In Europe, this means subverting the North Atlantic Treaty Organization, Dunford said. In the Pacific, this means working to undermine U.S. treaties with Japan, South Korea, the Philippines, Thailand, Australia and New Zealand, he said.

“In the past, we took for granted our ability to project power when and where necessary to advance our interests,” Dunford said. It cannot be taken for granted today, he added.

Russia is sinking significant sums into their military capabilities, the chairman said. The nation is rebuilding systems that atrophied through the 20th century and early part of the 21st. The Russian nuclear enterprise has been modernized, Russia has modernized its Navy and has added top-line aircraft, he said. They have also used cyberwarfare to try and influence America’s 2016 elections and have used cyber capabilities to influence public opinion in Europe.

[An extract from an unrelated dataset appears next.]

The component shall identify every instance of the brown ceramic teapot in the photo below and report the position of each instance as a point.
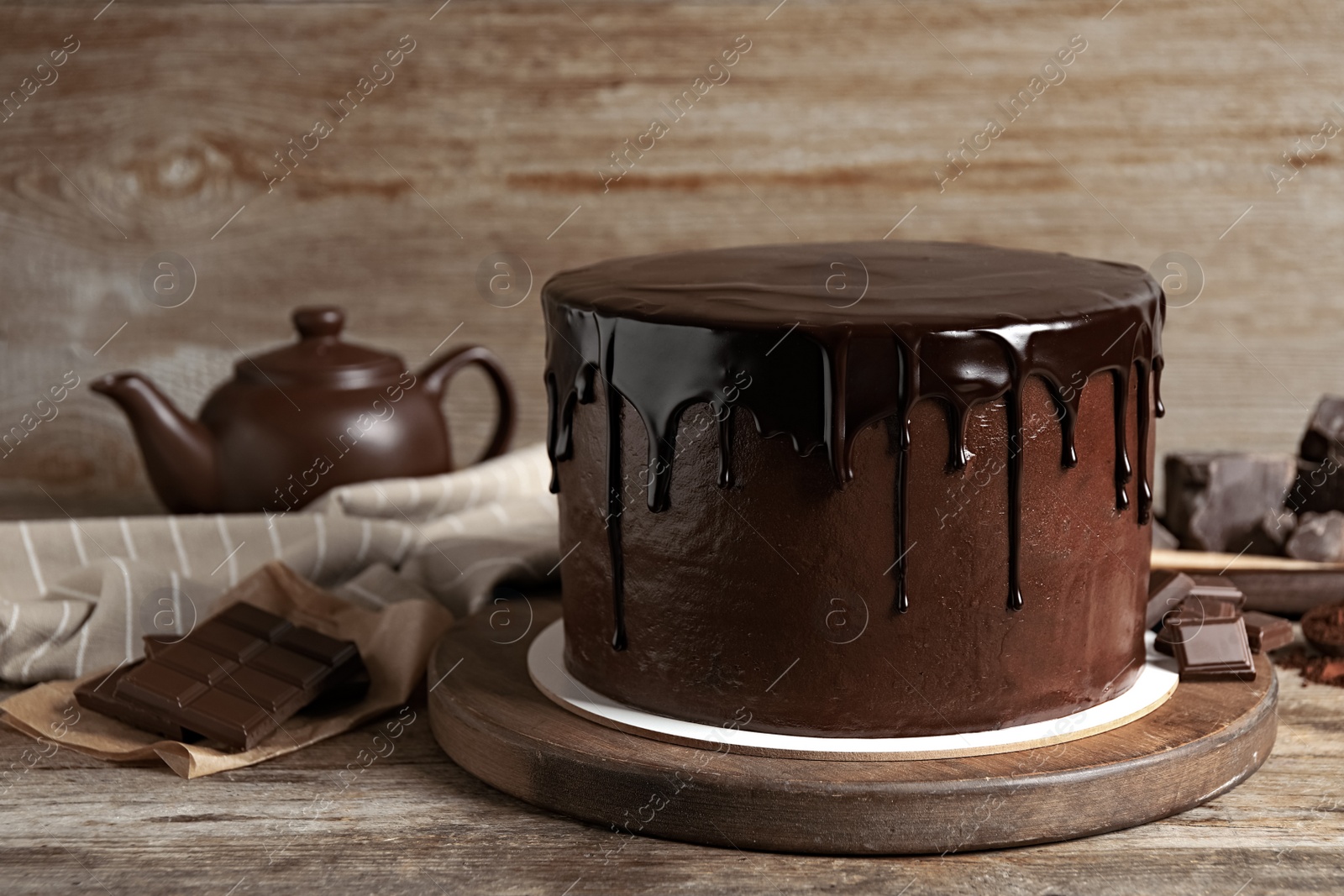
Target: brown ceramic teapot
(302, 419)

Dunford noted that China is also investing tremendous amounts in their militaries — building aircraft carriers and accompanying ships, modernizing land forces, building fifth generation fighters that look an awful lot like the American F-22 Raptor and revamping the command and control structure to build unified commands making the military more compliant to the Chinese Communist Party.

Great Power Competition

Military buildups are only part of the picture, though, the chairman said. All aspects of international relations — economic, diplomatic, political and even cultural — come into play in great power competitions, Dunford said. The U.S. maintains its lead because of the fusion of these elements. For military capabilities, the fusion between economic and military spheres and the spirit of innovation that is encouraged in the United States gives America a great advantage, he said.

Chinese President Xi Jinping understands this, Dunford noted. “He calls it civil-military fusion — breaking down the barriers between the military and industry in China,” he said.

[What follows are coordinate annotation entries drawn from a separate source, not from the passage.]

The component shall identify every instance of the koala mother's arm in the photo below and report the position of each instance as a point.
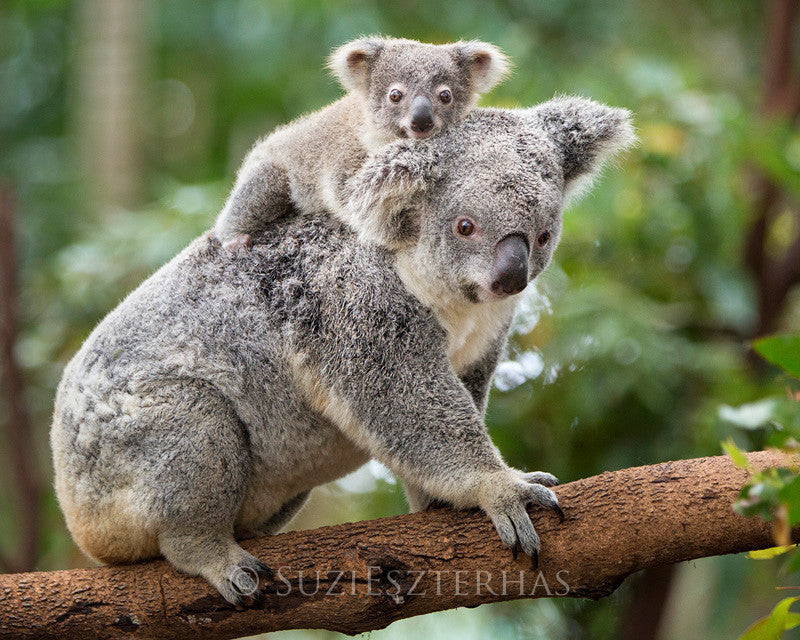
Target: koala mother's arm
(391, 389)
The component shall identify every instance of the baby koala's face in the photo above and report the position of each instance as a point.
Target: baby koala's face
(413, 89)
(416, 89)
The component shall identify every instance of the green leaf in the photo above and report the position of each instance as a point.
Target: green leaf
(766, 554)
(736, 454)
(790, 495)
(782, 351)
(752, 415)
(773, 626)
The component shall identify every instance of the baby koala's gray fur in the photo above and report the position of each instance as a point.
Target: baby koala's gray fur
(229, 384)
(307, 162)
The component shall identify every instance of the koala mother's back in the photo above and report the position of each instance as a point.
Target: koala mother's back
(220, 334)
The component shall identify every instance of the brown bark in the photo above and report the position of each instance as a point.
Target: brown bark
(19, 436)
(617, 523)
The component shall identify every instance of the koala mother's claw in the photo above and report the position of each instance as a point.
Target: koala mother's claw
(540, 477)
(559, 512)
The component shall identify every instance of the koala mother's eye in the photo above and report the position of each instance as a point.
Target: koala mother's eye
(465, 226)
(543, 238)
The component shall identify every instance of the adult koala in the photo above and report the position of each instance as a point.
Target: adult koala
(229, 384)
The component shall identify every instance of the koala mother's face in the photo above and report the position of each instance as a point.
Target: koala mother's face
(476, 211)
(491, 224)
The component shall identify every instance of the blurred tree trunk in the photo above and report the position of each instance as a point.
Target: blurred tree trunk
(19, 438)
(110, 80)
(776, 275)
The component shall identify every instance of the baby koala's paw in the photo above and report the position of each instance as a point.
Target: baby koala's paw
(239, 242)
(505, 495)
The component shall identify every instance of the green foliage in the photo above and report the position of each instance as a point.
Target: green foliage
(773, 626)
(782, 351)
(774, 494)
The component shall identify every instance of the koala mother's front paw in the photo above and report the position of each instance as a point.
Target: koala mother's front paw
(504, 496)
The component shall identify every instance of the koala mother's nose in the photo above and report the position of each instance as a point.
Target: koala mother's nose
(421, 114)
(510, 269)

This fusion creates a problem for the U.S. military when high-tech U.S. companies partner with companies in China, Dunford said. First, “If a U.S. company does business in China, they will automatically be required to have a cell of the Communist Party,” the chairman said. “That is going to lead to [that company’s] intellectual property going to the Chinese military.”

Artificial intelligence research is a case in point. U.S. companies partnering with Chinese firms in this area “will help an authoritarian government assert control over its own people, … and it will enable the Chinese military to take advantage of the technology that is developed in the United States,” he said.

Americans need to debate this issue. “This is about us looking at the second and third order effects of our business ventures in China, the Chinese form of government and the impact it will have on the United States ability to maintain a competitive military advantage and all that goes with it,” Dunford said.